I love Gould’s voice...🙂
Yes! His vocabulary, his presence, his voice -- all so beautiful.
No, actually, Gould's sophistication is rather amateurish. And he's uptight. All Canooks was uptight, and I wonder why, especially since, with permission of their owners the U.S., they are babied cradle to grave with a welfare state. Lucky for them they have commodities!!
WOW ! LOVE THE PIANO PERFORMANCE ! THANKS FOR SHARING 🎈❤️🍀🎶🎹❤️🎈
16:25 Oh Glenn, my love, I would put my bet on your prospects for immortality.
Yeeeeeees!))) Thanks!
Brilliantissimo. Brainiac Gould😋👌🏼👌🏼👌🏼👌🏼
Amazing
priceless.
8:38 The "we" includes Pierre Boulez for sure.
Thanks for that. Was very curious.
Absolutely.
Yep, it was Boulez who wrote "Schoenberg Is Dead". Ironically, the mid-century vogue for cool, austere, pointillist music first required Schoenberg's expressionism- which was really just heightened Romanticism- to break the mold of tonality.
"childish mathematics" Haha I love this! Gave me a huge laugh. Love Gould :)
🙏
Leonard Rosenman wrote the soundtrack to Star Trek IV: The Voyage Home!
10:20 begins discussion on Ode to Napoleon Bonaparte
The sooner we kick sound out of music, the better
😂
What did GG play there at the beginning? Anyone know/recognize it they did not name it. thx
sodelicious... 🙂
12 tone music is indeed perfect for movies set in insane asylums. Gould's enthusiastic pro-12-tone comments are delightfully interesting, for all that.
You hear it in lots of mid-Century Hollywood productions. The incidental music for The Andy Griffith Show was atonal, so it was good enough for Mayberry!
@@DeflatingAtheism Mayberry . . . mind boggling!
I’ll have to take Gould’s word for it. All I know is that I prefer atonality before Schoenberg (Debussy, for example) and from his contemporaries (Webern and Hindemith, for example).
debussy is not completely atonal
@@samaritan29 Exactly.
Debussy isnt atonal at all, Hindemith isn’t atonal at all.
@@zackl7467 even better
@@exapplerrelppaxe7952 how so?
Who are the avante garde "we" that were looking down their nose at Schoenberg?
Probably Boulez
3:47, 7:30, 11:37, 13:34 GG is so cute haha
Where Come From the excertpt starting at 10:40 ??
M. Cornaz ode to a poem
Ode to Napoleon Bonaparte
Yes, the remark at 9:04 is about Boulez, who had long before deplored Schonberg's "retrograde" tendencies.

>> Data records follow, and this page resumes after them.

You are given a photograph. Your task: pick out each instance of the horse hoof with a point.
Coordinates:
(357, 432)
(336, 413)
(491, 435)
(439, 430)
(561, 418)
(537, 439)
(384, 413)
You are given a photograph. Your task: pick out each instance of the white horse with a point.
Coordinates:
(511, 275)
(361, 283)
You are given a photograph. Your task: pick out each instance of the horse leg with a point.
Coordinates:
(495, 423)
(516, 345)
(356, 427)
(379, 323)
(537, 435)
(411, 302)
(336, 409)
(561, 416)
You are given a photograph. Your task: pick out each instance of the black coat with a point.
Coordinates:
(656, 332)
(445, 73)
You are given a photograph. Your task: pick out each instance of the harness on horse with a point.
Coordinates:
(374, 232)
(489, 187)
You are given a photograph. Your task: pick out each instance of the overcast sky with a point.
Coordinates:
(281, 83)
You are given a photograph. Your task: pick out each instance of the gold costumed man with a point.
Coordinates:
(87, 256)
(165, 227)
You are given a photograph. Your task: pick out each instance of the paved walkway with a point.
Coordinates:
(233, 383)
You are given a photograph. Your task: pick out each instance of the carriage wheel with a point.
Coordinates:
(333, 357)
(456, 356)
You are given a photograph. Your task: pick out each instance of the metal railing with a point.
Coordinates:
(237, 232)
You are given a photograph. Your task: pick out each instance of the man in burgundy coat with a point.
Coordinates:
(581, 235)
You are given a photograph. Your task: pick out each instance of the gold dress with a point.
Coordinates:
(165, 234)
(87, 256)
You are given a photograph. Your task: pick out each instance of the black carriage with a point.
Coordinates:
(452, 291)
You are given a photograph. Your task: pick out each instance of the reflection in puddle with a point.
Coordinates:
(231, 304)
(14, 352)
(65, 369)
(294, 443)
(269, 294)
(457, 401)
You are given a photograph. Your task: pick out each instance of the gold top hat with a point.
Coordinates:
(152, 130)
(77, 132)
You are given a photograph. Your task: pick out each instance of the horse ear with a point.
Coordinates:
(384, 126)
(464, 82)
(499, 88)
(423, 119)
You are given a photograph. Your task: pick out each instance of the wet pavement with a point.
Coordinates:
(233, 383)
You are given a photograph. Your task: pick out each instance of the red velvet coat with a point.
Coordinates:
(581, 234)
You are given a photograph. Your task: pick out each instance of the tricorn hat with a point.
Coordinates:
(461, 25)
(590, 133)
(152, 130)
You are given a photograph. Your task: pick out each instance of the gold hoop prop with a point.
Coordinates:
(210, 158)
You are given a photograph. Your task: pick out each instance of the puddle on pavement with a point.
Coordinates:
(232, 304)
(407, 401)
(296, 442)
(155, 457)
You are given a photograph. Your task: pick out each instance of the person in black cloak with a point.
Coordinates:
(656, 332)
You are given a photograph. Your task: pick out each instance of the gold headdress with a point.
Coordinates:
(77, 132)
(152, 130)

But why is GG so afraid to identify him by name?
Oh, Gould is NOT afraid to name Boulez by name and does so astutely in an essay entitled "Boulez" included in The Glenn Gould Reader.
What is this piece? 14:57
Schoenberg 8 Lieder opus 6 no 1.
lol if you want to understand schoenberg just read his books.. not his music
9:04 Who DOES he mean??
Stravinsky? Webern? Berg? Take your pick.
@maestoso-allegro
Yeah yeah you're right. Probably Stockhausen as well I guess
See Boulez, "Schoenberg est mort"
The reference to "celeste" is a most likely a reference to Boulez' and Messiaen's "gamelan" textures
This composer has always been the darling of music's elite intelligentsia, but never beyond that. It's not pleasing to listen to. Yes, it can be understood. Gould is seldom wrong, but this time he was.
Ppl can have different emotional reactions to music, I quite enjoy a lot of Schoenberg and find it very pleasing to listen to :)

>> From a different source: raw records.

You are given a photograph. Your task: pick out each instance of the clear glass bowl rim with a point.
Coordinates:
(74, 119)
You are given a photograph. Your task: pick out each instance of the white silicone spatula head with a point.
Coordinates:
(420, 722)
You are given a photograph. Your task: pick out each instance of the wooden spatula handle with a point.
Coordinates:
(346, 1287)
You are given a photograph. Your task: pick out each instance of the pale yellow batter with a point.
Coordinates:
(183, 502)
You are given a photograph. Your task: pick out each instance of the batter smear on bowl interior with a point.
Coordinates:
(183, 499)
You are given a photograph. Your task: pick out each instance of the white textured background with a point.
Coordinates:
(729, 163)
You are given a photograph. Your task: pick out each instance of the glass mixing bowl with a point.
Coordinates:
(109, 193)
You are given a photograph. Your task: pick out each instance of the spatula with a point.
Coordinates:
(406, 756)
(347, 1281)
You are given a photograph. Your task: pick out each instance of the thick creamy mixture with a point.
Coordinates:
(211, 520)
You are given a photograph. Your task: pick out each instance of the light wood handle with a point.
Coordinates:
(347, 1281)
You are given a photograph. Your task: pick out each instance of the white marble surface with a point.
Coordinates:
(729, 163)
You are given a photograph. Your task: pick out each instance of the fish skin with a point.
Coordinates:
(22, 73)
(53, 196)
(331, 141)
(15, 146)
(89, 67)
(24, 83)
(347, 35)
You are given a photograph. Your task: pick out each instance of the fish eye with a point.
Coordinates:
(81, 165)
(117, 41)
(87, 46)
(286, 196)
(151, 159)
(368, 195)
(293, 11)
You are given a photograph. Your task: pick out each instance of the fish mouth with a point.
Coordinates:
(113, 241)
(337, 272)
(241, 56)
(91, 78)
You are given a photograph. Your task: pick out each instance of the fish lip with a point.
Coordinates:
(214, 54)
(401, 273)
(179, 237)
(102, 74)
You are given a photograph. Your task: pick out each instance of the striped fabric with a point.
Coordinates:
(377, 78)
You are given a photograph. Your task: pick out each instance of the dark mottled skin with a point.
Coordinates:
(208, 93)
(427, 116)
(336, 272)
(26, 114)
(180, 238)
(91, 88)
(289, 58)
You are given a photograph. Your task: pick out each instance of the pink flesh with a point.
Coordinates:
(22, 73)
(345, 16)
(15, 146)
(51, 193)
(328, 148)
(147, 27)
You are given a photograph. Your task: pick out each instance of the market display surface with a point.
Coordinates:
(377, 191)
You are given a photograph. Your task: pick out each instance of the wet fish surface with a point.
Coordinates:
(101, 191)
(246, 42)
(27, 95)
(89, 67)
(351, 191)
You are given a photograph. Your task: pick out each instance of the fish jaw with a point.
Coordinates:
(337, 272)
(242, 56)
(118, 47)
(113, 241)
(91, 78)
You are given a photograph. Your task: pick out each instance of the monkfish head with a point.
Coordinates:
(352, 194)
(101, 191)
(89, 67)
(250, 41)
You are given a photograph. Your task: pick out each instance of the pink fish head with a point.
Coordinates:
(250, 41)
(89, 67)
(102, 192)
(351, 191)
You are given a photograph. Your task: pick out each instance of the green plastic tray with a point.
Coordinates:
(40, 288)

Gould is wrong in trying to argue that consonance and dissonanace can be organized in any other way than tonality already organizes them. Tonality in its wide range of applications is all there is and all the mind will ever look for- the rest is empty waffle, even if Gould thinks he's being sensitive.
booooo
Lol how did you even come to check out this docu with that point of view..?

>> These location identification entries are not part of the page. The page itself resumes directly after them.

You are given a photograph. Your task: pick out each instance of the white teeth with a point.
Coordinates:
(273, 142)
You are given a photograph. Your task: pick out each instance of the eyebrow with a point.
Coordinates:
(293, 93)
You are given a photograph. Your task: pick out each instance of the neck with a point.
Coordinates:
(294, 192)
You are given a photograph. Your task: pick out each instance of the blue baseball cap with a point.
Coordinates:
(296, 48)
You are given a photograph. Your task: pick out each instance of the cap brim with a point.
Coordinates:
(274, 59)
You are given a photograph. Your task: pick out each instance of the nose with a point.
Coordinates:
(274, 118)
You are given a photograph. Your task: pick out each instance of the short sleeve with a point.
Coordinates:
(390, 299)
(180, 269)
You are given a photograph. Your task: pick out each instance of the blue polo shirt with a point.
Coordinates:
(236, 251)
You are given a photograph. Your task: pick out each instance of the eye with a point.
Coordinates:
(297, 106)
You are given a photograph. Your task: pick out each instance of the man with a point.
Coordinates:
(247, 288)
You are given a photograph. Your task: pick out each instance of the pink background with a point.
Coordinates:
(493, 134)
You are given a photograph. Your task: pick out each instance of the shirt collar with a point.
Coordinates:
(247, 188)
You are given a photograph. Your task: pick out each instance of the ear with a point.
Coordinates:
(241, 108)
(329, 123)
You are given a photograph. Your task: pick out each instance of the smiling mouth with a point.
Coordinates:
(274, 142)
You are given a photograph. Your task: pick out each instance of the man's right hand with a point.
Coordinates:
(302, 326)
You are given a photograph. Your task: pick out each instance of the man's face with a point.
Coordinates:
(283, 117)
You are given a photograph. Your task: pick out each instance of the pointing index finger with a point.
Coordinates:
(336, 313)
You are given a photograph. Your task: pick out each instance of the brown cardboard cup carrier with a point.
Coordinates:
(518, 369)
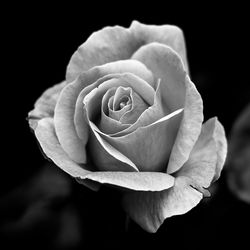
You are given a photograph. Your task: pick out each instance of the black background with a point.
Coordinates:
(40, 41)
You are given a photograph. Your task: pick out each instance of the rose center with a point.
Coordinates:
(123, 102)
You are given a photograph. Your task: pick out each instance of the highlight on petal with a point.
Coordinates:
(138, 181)
(45, 133)
(149, 116)
(189, 130)
(150, 210)
(45, 105)
(169, 35)
(105, 156)
(166, 65)
(64, 124)
(107, 45)
(148, 147)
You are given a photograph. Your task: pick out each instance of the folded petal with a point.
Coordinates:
(45, 105)
(177, 92)
(166, 34)
(166, 65)
(139, 181)
(46, 136)
(189, 130)
(105, 156)
(150, 209)
(148, 147)
(203, 160)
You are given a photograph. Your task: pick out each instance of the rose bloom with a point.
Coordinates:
(128, 115)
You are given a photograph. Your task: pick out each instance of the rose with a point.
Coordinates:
(128, 115)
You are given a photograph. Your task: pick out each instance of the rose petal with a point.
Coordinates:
(64, 124)
(104, 46)
(221, 146)
(105, 156)
(148, 147)
(166, 64)
(70, 127)
(139, 181)
(201, 166)
(150, 115)
(45, 104)
(45, 133)
(94, 98)
(46, 136)
(149, 210)
(108, 124)
(138, 107)
(189, 130)
(166, 34)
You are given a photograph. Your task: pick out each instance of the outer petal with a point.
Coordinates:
(45, 133)
(46, 136)
(104, 46)
(221, 145)
(177, 91)
(45, 105)
(149, 210)
(166, 34)
(148, 147)
(165, 64)
(189, 129)
(202, 164)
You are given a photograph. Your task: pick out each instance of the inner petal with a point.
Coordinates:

@@koenraadspijker7776 Take care...
Sorry didn't mean to offend you.. :) just occured to me that you would especially watch this entire documentary to try and contemplate on the opposite you're stating.
@@koenraadspijker7776 No problem; Gould is one of the great figures in keyboard history; there's an interesting connection between Bachian calculation in his semi-modal harmony and the SVS. Bach has the superior tonal reference however while SVS of course becomes ruddlerless and meaningless.